Have you started weather-watching yet? The wizard of weather is the person everyone on the ski and snowboard scene wants to know. These preachers of powder can be found in lift queues across the country, giving sage advice on the best slope aspect of the day, the pockets where you can find the freshest lines, and where to go for the rest of the week. They’re always up to date with the latest apps, religiously watching wind patterns, trends, and areas of high and low pressure to see where the best snow will be.
If you want to shred the best lines, you can’t rely on these riders to tell you everything. After all, if you knew more than the snow report, how much would you give away? With snow falling on resorts, there’s no better time to bust out those forecasting services and learn to read synoptic charts on your journey to becoming a meteorological magician. Luckily, we have the best starting point because NOAA has released its winter forecast, and it’s looking oh-so-snowy for some. Here’s what the early season snow report says.
It will be no surprise to those who have followed The Manual’s early-season weather reporting to see that NOAA’s prediction is impacted by their expectations of an intense El Niño event and how this might bring about more climate extremes. With diminished trade winds on the Pacific comes an uprising in warm, damp air that dumps itself on the southwestern shore, and the increased precipitation forecast in the southwest — and across most of the southern states — is congruent with a typical El Niño winter.
In contrast, the average seasonal temperature forecast puts the northern states as warmer than average, which could be why suggestions indicate a lower-than-average precipitation. But more generous doesn’t always mean drier; look at Alaska. Alaska is forecast to be noticeably warmer than average but to see much more precipitation.

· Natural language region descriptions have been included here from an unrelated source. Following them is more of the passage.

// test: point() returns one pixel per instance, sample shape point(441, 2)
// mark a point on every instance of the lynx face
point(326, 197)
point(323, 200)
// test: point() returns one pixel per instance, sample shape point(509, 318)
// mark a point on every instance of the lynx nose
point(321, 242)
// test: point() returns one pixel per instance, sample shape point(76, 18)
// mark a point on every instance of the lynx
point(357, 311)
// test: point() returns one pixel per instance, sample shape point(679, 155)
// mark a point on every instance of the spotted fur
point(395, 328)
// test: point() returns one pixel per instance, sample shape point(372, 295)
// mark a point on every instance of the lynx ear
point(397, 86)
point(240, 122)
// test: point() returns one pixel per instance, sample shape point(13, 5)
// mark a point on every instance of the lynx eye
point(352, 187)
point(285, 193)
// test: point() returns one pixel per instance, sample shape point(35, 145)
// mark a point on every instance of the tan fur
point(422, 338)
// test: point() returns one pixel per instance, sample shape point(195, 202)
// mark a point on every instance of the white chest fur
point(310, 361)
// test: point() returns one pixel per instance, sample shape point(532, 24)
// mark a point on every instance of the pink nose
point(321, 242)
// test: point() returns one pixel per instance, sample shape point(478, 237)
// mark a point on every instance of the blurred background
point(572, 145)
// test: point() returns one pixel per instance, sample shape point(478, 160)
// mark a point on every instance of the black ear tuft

Early predictions would suggest that the most consistent snow will fall in the southwestern states — Utah, Colorado, and California — where some resorts have only just closed down. Unfortunately for those resorts in the northern Rockies and the Pacific Northwest, this winter could see a little less snow. Resorts in the east should see similar snowfall to usual, with some coastal areas getting a slightly better year.
All of this comes with a caveat, though. ‘Warmer,’ ‘wetter,’ and ‘drier’ are only compared against the average, and this chart shows likelihood, not the scale of how much wetter or warmer. Those who follow the weather will know that warm fronts are often preceded by precipitation, which, given the average temperatures, is still likely to fall in snow.
It’s still early season, and while all pointers suggest some areas will have bumper snowfall, that doesn’t mean you should discount other regions. Powder days will still happen, and snow will still fall. Keep an eye on those forecasts and be ready to ski wherever the snow looks freshest.